The Two Stooges

That pope – he’s always walking into these things. He’s like one of those physical comedy types whose schtick is all tripping over the furniture and sitting on the cat.

Apparently there was this fuss in Italy the other day ‘when the daily newspaper of the Italian Roman Catholic church criticised a string of recent satirical acts’ about this same pope. The pope’s private secretary explained to a journalist what the papal crowd was thinking.

“I am aware of the controversy and I hope that broadcasts of this kind stop,” Father Genswein said. “Satire is fine. But these things do not have any intellectual quality and offend men of the church. They are not acceptable.”

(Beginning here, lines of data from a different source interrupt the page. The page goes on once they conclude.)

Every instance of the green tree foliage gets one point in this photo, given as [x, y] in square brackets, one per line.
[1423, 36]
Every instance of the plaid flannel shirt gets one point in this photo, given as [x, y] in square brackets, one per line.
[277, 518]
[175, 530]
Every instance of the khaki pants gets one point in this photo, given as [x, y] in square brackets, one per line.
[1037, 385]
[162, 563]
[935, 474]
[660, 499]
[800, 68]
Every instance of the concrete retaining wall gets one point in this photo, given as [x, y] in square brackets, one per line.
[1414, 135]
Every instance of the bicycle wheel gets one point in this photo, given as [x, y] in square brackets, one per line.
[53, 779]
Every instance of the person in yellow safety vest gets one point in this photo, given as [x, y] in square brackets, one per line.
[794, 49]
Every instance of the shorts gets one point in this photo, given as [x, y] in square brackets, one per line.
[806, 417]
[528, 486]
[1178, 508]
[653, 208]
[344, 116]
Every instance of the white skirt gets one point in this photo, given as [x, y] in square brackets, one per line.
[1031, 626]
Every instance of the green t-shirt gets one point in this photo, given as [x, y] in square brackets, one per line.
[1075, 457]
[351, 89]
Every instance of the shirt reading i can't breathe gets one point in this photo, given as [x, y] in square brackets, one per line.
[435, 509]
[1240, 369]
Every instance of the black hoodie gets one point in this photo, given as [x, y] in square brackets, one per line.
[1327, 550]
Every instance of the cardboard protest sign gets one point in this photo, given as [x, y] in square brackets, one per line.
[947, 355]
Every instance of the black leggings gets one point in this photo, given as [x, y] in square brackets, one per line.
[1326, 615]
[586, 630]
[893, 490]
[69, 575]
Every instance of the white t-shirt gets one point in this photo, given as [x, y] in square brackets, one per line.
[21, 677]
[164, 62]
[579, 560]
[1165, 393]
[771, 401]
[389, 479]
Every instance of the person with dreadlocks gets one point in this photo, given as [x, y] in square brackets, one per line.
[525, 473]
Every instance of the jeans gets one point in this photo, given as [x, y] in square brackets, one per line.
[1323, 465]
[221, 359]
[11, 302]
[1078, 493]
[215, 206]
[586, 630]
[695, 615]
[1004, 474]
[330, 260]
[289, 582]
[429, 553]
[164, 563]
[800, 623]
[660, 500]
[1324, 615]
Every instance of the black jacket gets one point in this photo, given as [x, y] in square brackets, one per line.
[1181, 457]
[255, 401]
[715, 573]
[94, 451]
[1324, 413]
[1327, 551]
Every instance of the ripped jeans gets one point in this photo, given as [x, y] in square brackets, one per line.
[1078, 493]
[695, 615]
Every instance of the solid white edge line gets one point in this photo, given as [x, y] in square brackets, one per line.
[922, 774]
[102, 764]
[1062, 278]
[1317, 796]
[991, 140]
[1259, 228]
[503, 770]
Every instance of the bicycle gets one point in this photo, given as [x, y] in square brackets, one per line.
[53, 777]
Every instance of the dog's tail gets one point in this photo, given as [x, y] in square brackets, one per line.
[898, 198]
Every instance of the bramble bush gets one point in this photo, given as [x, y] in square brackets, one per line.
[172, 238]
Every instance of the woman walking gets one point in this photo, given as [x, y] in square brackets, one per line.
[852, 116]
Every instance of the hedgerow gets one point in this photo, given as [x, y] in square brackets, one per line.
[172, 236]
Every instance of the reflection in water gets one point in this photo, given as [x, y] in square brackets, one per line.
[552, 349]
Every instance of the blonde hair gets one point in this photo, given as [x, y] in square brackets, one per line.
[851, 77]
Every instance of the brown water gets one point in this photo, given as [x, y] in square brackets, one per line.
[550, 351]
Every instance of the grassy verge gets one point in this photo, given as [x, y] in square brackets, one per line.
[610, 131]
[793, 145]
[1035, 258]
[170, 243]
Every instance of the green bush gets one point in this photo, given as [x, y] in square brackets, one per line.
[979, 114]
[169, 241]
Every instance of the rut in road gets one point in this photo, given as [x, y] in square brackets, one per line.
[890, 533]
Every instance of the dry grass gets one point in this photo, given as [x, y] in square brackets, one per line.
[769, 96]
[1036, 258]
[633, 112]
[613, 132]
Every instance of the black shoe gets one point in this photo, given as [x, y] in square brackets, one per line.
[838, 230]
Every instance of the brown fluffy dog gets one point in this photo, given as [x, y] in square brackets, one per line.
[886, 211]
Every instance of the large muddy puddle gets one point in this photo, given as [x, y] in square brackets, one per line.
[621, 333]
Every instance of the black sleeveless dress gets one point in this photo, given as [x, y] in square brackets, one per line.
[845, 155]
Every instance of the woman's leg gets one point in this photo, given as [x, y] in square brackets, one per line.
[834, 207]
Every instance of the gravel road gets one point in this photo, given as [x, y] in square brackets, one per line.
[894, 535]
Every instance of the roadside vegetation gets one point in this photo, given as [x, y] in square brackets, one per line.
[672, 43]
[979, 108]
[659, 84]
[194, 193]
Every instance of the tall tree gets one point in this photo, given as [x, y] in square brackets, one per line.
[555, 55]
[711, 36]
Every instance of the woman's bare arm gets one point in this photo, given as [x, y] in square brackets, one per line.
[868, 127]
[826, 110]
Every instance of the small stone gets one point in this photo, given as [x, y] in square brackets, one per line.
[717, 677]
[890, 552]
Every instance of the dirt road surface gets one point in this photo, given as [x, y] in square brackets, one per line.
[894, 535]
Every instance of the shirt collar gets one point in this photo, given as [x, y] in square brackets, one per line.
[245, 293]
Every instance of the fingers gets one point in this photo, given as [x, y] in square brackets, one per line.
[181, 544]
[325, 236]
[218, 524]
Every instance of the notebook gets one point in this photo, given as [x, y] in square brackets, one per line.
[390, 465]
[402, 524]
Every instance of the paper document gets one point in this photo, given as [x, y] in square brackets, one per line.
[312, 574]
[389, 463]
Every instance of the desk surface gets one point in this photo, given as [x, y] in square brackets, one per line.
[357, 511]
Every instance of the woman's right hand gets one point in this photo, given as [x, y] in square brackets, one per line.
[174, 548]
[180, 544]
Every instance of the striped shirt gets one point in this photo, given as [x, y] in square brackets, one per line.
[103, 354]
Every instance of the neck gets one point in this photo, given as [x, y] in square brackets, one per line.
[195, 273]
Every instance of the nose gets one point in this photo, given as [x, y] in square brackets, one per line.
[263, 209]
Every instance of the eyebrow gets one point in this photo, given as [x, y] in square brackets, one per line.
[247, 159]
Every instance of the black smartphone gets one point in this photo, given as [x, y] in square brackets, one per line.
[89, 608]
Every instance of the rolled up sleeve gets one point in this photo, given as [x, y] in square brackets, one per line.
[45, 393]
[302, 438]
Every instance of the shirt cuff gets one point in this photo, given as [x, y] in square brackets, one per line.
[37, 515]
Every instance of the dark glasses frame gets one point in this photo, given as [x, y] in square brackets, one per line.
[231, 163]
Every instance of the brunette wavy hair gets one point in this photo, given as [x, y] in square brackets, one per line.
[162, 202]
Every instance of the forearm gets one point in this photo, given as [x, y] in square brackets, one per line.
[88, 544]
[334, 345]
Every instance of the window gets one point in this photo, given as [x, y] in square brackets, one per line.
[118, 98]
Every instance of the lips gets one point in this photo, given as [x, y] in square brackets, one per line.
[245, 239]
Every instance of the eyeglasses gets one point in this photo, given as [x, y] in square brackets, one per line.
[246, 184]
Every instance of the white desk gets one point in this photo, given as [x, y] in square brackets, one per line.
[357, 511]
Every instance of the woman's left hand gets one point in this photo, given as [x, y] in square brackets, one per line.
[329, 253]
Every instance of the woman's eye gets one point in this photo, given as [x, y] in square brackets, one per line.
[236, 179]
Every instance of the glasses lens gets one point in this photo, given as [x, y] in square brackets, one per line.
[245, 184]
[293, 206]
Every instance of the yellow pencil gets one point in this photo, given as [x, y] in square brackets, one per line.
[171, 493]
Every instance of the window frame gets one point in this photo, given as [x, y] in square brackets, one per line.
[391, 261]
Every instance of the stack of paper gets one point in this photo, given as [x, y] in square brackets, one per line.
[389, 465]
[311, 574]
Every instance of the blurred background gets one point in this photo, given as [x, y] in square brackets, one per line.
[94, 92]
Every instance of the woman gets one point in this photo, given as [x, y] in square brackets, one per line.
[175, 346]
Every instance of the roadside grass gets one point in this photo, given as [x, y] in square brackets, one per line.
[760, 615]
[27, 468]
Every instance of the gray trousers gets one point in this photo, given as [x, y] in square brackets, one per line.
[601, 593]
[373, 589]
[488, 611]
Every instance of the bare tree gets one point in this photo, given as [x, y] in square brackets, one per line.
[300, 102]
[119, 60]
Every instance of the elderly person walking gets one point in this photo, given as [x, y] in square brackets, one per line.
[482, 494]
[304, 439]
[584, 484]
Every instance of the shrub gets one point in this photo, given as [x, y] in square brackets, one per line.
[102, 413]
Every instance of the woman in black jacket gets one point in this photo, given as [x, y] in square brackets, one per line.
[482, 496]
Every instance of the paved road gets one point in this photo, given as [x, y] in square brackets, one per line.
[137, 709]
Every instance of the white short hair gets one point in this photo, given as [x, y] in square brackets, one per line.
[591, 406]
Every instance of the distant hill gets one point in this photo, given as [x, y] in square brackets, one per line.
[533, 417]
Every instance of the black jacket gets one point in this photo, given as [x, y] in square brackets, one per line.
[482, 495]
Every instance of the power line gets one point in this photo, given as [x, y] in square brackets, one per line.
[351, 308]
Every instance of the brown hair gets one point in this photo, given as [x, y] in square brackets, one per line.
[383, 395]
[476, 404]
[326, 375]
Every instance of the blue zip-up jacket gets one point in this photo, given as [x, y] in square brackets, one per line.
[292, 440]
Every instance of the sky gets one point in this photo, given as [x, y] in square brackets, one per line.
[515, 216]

That’s fun, isn’t it? Satire is fine – fine, I tell you, fine, we love the stuff, it’s meat and drink to us, we can’t get enough – but these particular ones right here that we’re talking about ain’t clever enough and besides they offend – well, you know, us. Therefore, it must follow as the night the day, They Are Not Acceptable.

That’s what’s so funny. Pure walking into a door. Sheer tripping and falling into the soup tureen. Here’s where you went wrong, papa Genswein; here’s where you made your fatal error; here’s what you don’t want to do: it really doesn’t work to say ‘Satire is fine unless it’s about me.’ See what I’m getting at here? It’s just no good saying ‘Satire is fine as long as it’s about other people, any other people, really, let a thousand flowers bloom, it’s liberty hall, anyone, except me.’ You see the problem? It looks like special pleading. It looks just a tiny bit self-interested. I’ll give you an example. Suppose you said ‘Hitting people with heavy wooden sporting implements is fine’ and then added ‘except when we’re the people being hit’ – you see, disinterested onlookers would think you were happy to see everyone else mocked or pummeled but wanted immunity for your own special self alone. Tragically, and riotously, the result is not persuasion but shouts of laughter. Sorry, Father G.